Re: [PATCH V4 1/1] KVM: TDX: Add sub-ioctl KVM_TDX_TERMINATE_VM
From: Vishal Annapurve
Date: Sun Jun 15 2025 - 23:40:44 EST
On Wed, Jun 11, 2025 at 2:52 AM Adrian Hunter <adrian.hunter@xxxxxxxxx> wrote:
>
> From: Sean Christopherson <seanjc@xxxxxxxxxx>
>
> Add sub-ioctl KVM_TDX_TERMINATE_VM to release the HKID prior to shutdown,
> which enables more efficient reclaim of private memory.
>
> Private memory is removed from MMU/TDP when guest_memfds are closed. If
> the HKID has not been released, the TDX VM is still in RUNNABLE state,
> so pages must be removed using "Dynamic Page Removal" procedure (refer
> TDX Module Base spec) which involves a number of steps:
> Block further address translation
> Exit each VCPU
> Clear Secure EPT entry
> Flush/write-back/invalidate relevant caches
>
> However, when the HKID is released, the TDX VM moves to TD_TEARDOWN state
> where all TDX VM pages are effectively unmapped, so pages can be reclaimed
> directly.
>
> Reclaiming TD Pages in TD_TEARDOWN State was seen to decrease the total
> reclaim time. For example:
>
> VCPUs Size (GB) Before (secs) After (secs)
> 4 18 72 24
> 32 107 517 134
> 64 400 5539 467
>
> Link: https://lore.kernel.org/r/Z-V0qyTn2bXdrPF7@xxxxxxxxxx
> Link: https://lore.kernel.org/r/aAL4dT1pWG5dDDeo@xxxxxxxxxx
> Signed-off-by: Sean Christopherson <seanjc@xxxxxxxxxx>
> Co-developed-by: Adrian Hunter <adrian.hunter@xxxxxxxxx>
> Signed-off-by: Adrian Hunter <adrian.hunter@xxxxxxxxx>
> ---
>
>
> Changes in V4:
>
> Drop TDX_FLUSHVP_NOT_DONE change. It will be done separately.

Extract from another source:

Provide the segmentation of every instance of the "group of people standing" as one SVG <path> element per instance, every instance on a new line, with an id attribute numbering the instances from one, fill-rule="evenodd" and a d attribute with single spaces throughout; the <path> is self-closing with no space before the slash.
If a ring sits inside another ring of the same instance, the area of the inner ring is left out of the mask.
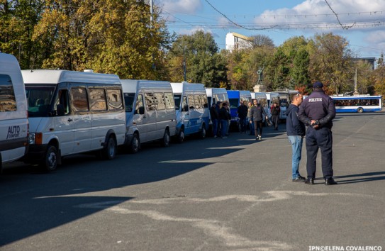
<path id="1" fill-rule="evenodd" d="M 217 138 L 219 134 L 222 138 L 226 138 L 228 135 L 229 121 L 231 119 L 228 104 L 221 101 L 213 104 L 210 108 L 210 116 L 213 123 L 214 138 Z"/>
<path id="2" fill-rule="evenodd" d="M 242 101 L 238 108 L 238 114 L 241 133 L 245 133 L 247 123 L 250 125 L 250 135 L 255 135 L 257 140 L 262 139 L 264 118 L 269 119 L 264 108 L 257 99 L 251 102 Z M 271 107 L 272 120 L 274 130 L 278 130 L 279 113 L 277 103 Z M 228 104 L 217 102 L 210 108 L 213 122 L 214 138 L 217 137 L 218 130 L 222 138 L 228 133 L 229 121 L 231 118 Z M 316 170 L 316 159 L 318 149 L 320 149 L 322 172 L 325 185 L 335 185 L 337 183 L 333 178 L 333 119 L 335 117 L 335 106 L 332 99 L 323 91 L 322 82 L 316 82 L 313 85 L 313 92 L 303 100 L 302 94 L 297 94 L 292 98 L 291 104 L 286 111 L 286 134 L 291 145 L 292 181 L 314 184 Z M 307 129 L 306 128 L 307 126 Z M 219 129 L 220 128 L 220 129 Z M 306 143 L 306 171 L 307 177 L 299 174 L 299 163 L 301 160 L 303 138 Z"/>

> Use KVM_BUG_ON() instead of WARN_ON().
> Correct kvm_trylock_all_vcpus() return value.
>
> Changes in V3:
>
> Remove KVM_BUG_ON() from tdx_mmu_release_hkid() because it would
> trigger on the error path from __tdx_td_init()
>
> Put cpus_read_lock() handling back into tdx_mmu_release_hkid()
>
> Handle KVM_TDX_TERMINATE_VM in the switch statement, i.e. let
> tdx_vm_ioctl() deal with kvm->lock
> ....
>
> +static int tdx_terminate_vm(struct kvm *kvm)
> +{
> + if (kvm_trylock_all_vcpus(kvm))
> + return -EBUSY;
> +
> + kvm_vm_dead(kvm);
With this no more VM ioctls can be issued on this instance. How would
userspace VMM clean up the memslots? Is the expectation that
guest_memfd and VM fds are closed to actually reclaim the memory?
Ability to clean up memslots from userspace without closing
VM/guest_memfd handles is useful to keep reusing the same guest_memfds
for the next boot iteration of the VM in case of reboot.
> +
> + kvm_unlock_all_vcpus(kvm);
> +
> + tdx_mmu_release_hkid(kvm);
> +
> + return 0;
> +}
> +